German synagogue shooter livestreamed deadly attack, including anti-Semitic rant
Twitch platform says suspect uploaded video of attack; media reports assailant is 27-year-old German man ‘Stephan B’; interior minister confirms motive of Jew hatred

Livestreaming site Twitch said Wednesday that video of the deadly shooting attack in Germany targeting a synagogue on Yom Kippur was broadcast live on its platform by the suspected killer.
Twitch said in a statement it had “worked with urgency” to remove the content after the attack in which two people were killed in the eastern German town of Halle.
The company added that any account found to be posting or reposting “content of this abhorrent act” would be permanently suspended.
The SITE monitoring group said an attacker appeared to have posted a 35-minute long video showing his ammunition and saying in English that the “root of all problems are the Jews.”
https://twitter.com/AmichaiStein1/status/1181987259601555456
In the video, the gunman is heard making far-right talking points and can be seen driving to the synagogue.
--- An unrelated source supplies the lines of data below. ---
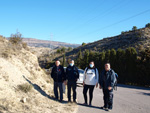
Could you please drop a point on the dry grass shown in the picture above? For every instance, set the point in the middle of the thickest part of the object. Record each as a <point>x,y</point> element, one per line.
<point>25,87</point>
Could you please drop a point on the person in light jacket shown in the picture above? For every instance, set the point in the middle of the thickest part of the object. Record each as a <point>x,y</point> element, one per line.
<point>59,77</point>
<point>91,78</point>
<point>72,75</point>
<point>106,83</point>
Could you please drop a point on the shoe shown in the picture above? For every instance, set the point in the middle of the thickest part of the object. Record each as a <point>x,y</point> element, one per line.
<point>74,101</point>
<point>90,104</point>
<point>103,108</point>
<point>85,104</point>
<point>109,110</point>
<point>60,101</point>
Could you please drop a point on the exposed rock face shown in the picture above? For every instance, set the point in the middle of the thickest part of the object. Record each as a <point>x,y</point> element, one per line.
<point>24,86</point>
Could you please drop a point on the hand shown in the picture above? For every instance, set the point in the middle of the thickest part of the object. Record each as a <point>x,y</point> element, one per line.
<point>65,82</point>
<point>83,83</point>
<point>109,88</point>
<point>96,85</point>
<point>100,87</point>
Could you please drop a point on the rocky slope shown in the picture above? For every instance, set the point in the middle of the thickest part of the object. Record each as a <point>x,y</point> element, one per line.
<point>48,44</point>
<point>24,86</point>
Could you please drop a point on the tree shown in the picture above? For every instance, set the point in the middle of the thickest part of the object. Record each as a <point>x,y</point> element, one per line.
<point>134,28</point>
<point>147,25</point>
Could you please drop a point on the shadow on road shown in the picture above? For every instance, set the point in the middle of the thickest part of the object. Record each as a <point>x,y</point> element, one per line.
<point>96,107</point>
<point>143,93</point>
<point>133,87</point>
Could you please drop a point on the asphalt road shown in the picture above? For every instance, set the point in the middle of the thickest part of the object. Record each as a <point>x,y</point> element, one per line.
<point>127,99</point>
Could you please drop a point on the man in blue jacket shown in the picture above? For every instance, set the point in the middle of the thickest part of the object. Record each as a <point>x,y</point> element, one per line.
<point>59,77</point>
<point>107,79</point>
<point>72,76</point>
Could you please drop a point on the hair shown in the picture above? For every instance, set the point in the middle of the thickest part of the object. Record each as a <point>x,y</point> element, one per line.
<point>71,60</point>
<point>107,63</point>
<point>91,61</point>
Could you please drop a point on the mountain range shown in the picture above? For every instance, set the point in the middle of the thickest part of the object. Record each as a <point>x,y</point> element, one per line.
<point>48,44</point>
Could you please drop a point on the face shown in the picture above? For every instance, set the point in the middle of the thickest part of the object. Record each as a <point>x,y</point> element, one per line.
<point>57,63</point>
<point>91,64</point>
<point>71,62</point>
<point>107,67</point>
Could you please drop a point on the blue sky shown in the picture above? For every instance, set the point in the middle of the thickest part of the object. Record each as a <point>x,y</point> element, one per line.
<point>72,21</point>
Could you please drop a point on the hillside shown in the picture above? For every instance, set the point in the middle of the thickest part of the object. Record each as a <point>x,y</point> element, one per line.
<point>136,38</point>
<point>24,86</point>
<point>48,44</point>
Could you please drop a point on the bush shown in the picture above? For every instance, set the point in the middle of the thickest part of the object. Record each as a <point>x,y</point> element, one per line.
<point>25,87</point>
<point>15,39</point>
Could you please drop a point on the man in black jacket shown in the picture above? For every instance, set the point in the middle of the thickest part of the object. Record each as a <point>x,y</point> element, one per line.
<point>59,77</point>
<point>107,79</point>
<point>72,76</point>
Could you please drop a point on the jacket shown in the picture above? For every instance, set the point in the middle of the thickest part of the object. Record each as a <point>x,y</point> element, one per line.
<point>107,79</point>
<point>72,73</point>
<point>91,76</point>
<point>58,74</point>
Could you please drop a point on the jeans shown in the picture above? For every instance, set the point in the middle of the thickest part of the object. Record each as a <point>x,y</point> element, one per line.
<point>73,85</point>
<point>91,89</point>
<point>108,98</point>
<point>56,86</point>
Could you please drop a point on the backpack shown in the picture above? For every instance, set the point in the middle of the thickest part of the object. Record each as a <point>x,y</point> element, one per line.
<point>94,70</point>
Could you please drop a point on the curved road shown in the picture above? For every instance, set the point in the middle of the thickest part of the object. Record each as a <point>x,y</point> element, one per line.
<point>127,99</point>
He identified himself in the video as “Anon,” was alone, and driving a car loaded with weapons, a laptop and a camera, SITE’s director Rita Katz wrote on Twitter.
The disturbing video shows attacker first espousing far-right talking points, then driving to synagogue. He grows frustrated when he cannot enter & shoots random woman in street. Appearing to improvise, enters business & kills another before fleeing (others appear to evade him). pic.twitter.com/SJwo696qoL
— Rita Katz (@Rita_Katz) October 9, 2019
The attack appears to resemble the March shootings of mosques in Christchurch, New Zealand, which killed 51. That shooter livestreamed first-person video footage of the attack with commentary and targeted houses of worship.
Germany’s top security official described the Wednesday shooting in the city of Halle as an anti-Semitic attack.

“According to what we now know we have to assume that it was at least an anti-Semitic attack,” Interior Minister Horst Seehofer said in a statement. “According to the federal prosecutor there are sufficient indications for a possible right-wing extremist motive.”

Seehofer confirmed that a “heavily armed perpetrator” tried to force his way into a synagogue in the eastern German city on Yom Kippur, Judaism’s holiest day.
According to German news magazine Der Spiegel, the attacker is a 27-year-old man from the state of Saxony-Anhalt. He was partially identified in some media reports as “Stephan B.”
Media reports said he is a far-right extremist and self-described anti-Semite and Holocaust denier.
At least two people were shot dead on a street in Halle on Wednesday. A woman was said to have been killed near the synagogue, and a man was killed in a Turkish kebab shop, a police spokesperson told the BBC.

Several people were injured in the attack, with two people hospitalized in serious condition.
Max Privorotzki, who heads the Jewish community in Halle, told Spiegel Online that the perpetrators had apparently sought to enter the synagogue in the Paulus district but security measures in place helped to “withstand the attack.”
He added that between 70 and 80 people were in the synagogue at the time.

One suspect was captured but with a manhunt ongoing for other perpetrators, security has been tightened in synagogues in other eastern German cities while Halle itself was in lockdown.
Police said the “perpetrators fled in a car,” adding later that one suspect had been caught.
An unauthenticated video circulating in German media showed a man wearing a helmet getting out of a vehicle before firing several shots in the air.
The Halle attack appears to be the latest in a wave of racially and religiously motivated crimes against Jews to rock Germany in recent years. Germany’s domestic intelligence agency reported last month that the number of anti-Semitic acts of violence rose sharply last year alongside a further increase in those identified as far-right extremists.
The BfV agency said in its annual report that incidents of anti-Semitic violence increased by 71.4 percent in 2018 to 48, from 28 the previous year.